This time last year, the press were reporting a National Australia Bank turnaround of the Clydesdale Bank. Even the BBC headlined the story as “Clydesdale Bank completes turnaround ahead of schedule”. At the time, the stories showed that the Glasgow-based lender had reported a pre-tax profit of £127m in the year to September, contrasting with a loss of £183m in the previous year. A success story then!
PPI claims trigger profits warning
Project forward a year to now and the Guardian is running the headline, “UK PPI claims trigger National Australia Bank profits warning” with the sub-headline “NAB expects profits to be 14% below expectations after compensation due to Clydesdale and Yorkshire mis-selling”. There were, of course, warning signs a year ago, as it was then stated that the recovery would not be complete until “conduct-related matters” were concluded – suggesting there was more to come. However, despite that statement and the fact that the bank had to set aside an extra £130m as compensation for mis-sold payment protection insurance [PPI] (bringing the then total to £152m) matters still looked comfortable. It is, therefore, not surprising that those who analyse bank announcements were surprised by the profits warning which came about as a result of increased charges against profits to compensate customers of Clydesdale and Yorkshire banks of £630m. The costs originated from the mis-selling of PPI and Interest Rate Hedging Products [known colloquially as Interest Rate Swaps] which is not surprising, but the jump in the amount is.

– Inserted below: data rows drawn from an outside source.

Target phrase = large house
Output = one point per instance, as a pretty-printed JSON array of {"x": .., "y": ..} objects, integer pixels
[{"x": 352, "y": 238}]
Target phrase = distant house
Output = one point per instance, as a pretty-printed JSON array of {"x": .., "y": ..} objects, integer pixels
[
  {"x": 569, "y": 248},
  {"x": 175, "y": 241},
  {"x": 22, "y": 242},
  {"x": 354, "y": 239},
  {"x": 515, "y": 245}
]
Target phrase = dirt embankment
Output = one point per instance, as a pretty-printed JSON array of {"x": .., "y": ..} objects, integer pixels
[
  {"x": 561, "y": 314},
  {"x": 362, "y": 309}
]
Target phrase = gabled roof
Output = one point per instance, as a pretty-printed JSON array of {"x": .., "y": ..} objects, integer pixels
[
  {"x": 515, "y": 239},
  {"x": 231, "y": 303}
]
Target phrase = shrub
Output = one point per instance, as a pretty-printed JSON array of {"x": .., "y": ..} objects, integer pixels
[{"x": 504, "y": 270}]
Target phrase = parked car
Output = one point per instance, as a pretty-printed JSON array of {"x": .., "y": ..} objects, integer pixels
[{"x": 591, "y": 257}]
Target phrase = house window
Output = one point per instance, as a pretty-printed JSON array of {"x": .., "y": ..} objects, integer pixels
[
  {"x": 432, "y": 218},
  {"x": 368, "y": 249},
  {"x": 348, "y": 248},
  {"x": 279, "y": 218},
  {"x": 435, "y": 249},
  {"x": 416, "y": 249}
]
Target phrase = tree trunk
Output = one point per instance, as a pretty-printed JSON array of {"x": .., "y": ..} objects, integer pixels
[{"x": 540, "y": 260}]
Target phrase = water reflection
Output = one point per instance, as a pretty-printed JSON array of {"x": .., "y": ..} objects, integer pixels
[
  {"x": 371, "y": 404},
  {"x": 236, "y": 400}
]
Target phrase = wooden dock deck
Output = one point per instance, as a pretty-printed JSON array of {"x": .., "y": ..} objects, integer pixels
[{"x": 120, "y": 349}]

How many more banks will follow?
The question to be asked is how many more bank results will show a dramatic negative U-turn? The Financial Conduct Authority [FCA] has kept a close watch on the way banks have managed their customer redress programmes as a result of the mis-selling of financial products and even fined firms who have not treated customers fairly. However, part of the successful management of putting right the things that went wrong is an open and realistic reporting programme for the amount of redress that a firm is likely to have to pay out. It should go without saying that realistic reporting and realistic loss provisioning should go ‘hand in hand’. But sadly, it seems that is not always the case despite outside scrutiny from external independent organisations such as firm’s auditors and the FCA.
The scandal will not go away
The time has surely come when the government requires firms to fully and accurately assess and make provisions for the cost of historic mis-selling. Even those who had hoped that the mis-selling scandal would go away must realise that it won’t and the only way forward to set the slate clean is to sort out the past without delays and move on!